Weirdly, I was not hungry. I was so not hungry, it felt like I would never eat food again. But I had chocolate milk in my bag and I drank half a litre because I knew I needed protein. I stretched. I rollered my hip. I sat down at the meeting point at Horse Guards Parade and decided never to get up again. I put cooling gel on my feet, and forcefully silently thanked Janey for recommending that I bring flip-flops.

I found Nathalie and family, and we walked for two miles to HQS Wellington, where there were hugs and congratulations, and food and drink, and massages and hot showers, and I took advantage of everything on offer. The ship was fabulous and the view was peerless, at mile 24 on the river. By now most of the marathon runners were marathon walkers. By the time we left, the route was being cleared, and we sympathised with the people who were still walking it.

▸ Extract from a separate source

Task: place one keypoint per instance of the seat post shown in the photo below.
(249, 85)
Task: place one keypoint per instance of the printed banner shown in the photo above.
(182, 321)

I found Kuba Jr again on the ship. He had finished in 4 and a half hours, which is exceptionally good considering how woefully prepared he was. But he said it was painful and awful. After that, Elliot arrived, and we walked another mile to a pub in Borough market. And eventually I got back to Karen and Chris’ house, and I was in bed by 9.20, and I slept profoundly, right? No. I slept like crap. Apparently that’s common.

In the comments under the snarky Telegraph piece, runners are described as “lemmings in Lycra” and “sad, brainwashed ascetic pilgrims.”

Whatever.

Because I ran a marathon. I didn’t stop once. I never walked. I am proud of myself. It was FUN. And I’ll do it again.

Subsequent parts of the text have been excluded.